Le 28 décembre 1895, à l’issue de la célèbre projection cinématographique du Grand Café, Méliès propose à Antoine Lumière d’acheter l’appareil de ses fils : celui-ci refuse, préférant l’exploiter lui-même. Méliès aurait alors fabriqué un appareil semblable sur les plans d’un opticien anglais (William Paul), ou en achetant le procédé de l’Isolatograph. Avec son « Kinétograph », il tourne dès 1896 ses premiers films sur des pellicules qu’il perfore à la main (Une partie de cartes, Une bonne farce de chiffonnier). Dénués d’originalité propre, ceux-ci ressemblent fort aux premières vues des frères Lumière ou reproduisent des numéros de prestidigitation.
L’apport fondamental de Méliès au cinéma naissant date de cette même année 1896 : il choisit en effet d’exploiter le « cinéma dans sa voie théâtrale spectaculaire ». Il crée le film à trucs, ou « vues fantastiques ». L’illusion étant la base de son cinéma de divertissement, il invente en les combinant aussi bien les effets qui relèvent du théâtre (machinerie, déroulants, maquettes, mannequins, pyrotechnie) que les truquages purement cinématographiques, qu’il réalise par arrêt de la caméra ou surimpression (simple, multiple, sur fond noir, avec cache, fondu). Enfin, le flou et même le travelling sont parfois utilisés.
L’infatigable novateur
Pour parvenir totalement à ses fins, Méliès construit à Montreuil-sous-Bois, en 1897, le premier studio de cinéma. Celui-ci mesure 17 mètres sur 66 ; sa toiture vitrée, installée à 6 mètres du sol, domine la scène, la fosse et la machinerie théâtrale. Il ne reste plus à Méliès qu’à donner libre cours à son imagination, ce dont il ne se privera guère : 503 films sont à ce jour recensés.

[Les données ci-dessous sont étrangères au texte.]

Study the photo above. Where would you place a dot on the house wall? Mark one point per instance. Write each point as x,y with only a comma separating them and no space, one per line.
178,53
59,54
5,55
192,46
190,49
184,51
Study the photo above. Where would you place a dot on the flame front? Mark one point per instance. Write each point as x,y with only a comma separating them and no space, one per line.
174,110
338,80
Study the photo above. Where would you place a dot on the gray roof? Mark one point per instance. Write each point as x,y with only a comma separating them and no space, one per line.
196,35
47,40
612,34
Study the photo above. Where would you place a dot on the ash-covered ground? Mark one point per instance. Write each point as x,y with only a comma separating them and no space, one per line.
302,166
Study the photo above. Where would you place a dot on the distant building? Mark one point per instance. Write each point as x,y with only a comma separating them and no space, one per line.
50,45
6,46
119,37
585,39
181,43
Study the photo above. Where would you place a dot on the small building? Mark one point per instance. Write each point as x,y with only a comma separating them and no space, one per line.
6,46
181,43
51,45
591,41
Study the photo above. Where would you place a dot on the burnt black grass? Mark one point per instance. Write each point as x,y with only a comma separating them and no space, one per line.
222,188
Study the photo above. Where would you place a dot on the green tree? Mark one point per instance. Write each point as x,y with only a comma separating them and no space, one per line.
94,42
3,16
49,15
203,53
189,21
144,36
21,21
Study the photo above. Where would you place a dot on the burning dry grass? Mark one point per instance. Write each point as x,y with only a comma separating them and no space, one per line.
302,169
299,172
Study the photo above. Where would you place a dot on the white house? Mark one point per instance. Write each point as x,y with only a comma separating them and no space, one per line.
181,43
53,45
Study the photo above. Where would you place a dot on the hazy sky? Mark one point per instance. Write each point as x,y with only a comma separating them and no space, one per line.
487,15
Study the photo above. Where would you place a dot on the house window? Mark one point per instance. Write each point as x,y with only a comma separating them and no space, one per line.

Le public s’émerveille devant ce cinéma « impossible », remarquable par sa fantaisie poétique et présentant d’ingénieuses machines (Escamotage d’une dame chez Robert-Houdin, 1896 ; le Voyage dans la Lune, 1902 ; Vingt Mille Lieues sous les mers, 1907) ; il est ébloui par les actualités cinématographiques que Méliès reconstitue en studio (Explosion du cuirassé « Maine », 1898 ; l’Affaire Dreyfus, 1899 ; Sacre d’Édouard VII, 1902).
Alors que l’industrie cinématographique s’organise, que les scénarios sont plus élaborés et qu’apparaît la société le Film d’Art, Méliès poursuit sa production artisanale, utilisant trop souvent l’illusion comme une fin en soi, sans jamais parvenir à prendre assez de distance avec les conventions théâtrales. Irrésistiblement, le novateur devient anachronique. En 1911 et 1912, il réalise ses derniers films pour Pathé : respectivement les Hallucinations du baron de Münchhausen et À la conquête du pôle. Sa société de production (la Star-Film) ayant fait faillite, il crée à Montreuil le théâtre des Variétés artistiques, qu’il anime avec sa famille pendant la Première Guerre mondiale et jusqu’en 1923. Définitivement ruiné, oublié, il ouvre une boutique de jouets deux ans plus tard, dans la gare Montparnasse. « Vers 1928, écrit l’historien du cinéma Georges Sadoul, les journalistes le découvrirent, le sacrèrent précurseur et poète. On organisa un gala pour l’ancêtre, on le décora, le plaça dans une assez médiocre maison de retraite, le château d’Orly, en 1932. » Méliès meurt six ans plus tard à l’hôpital Léopold-Bellan.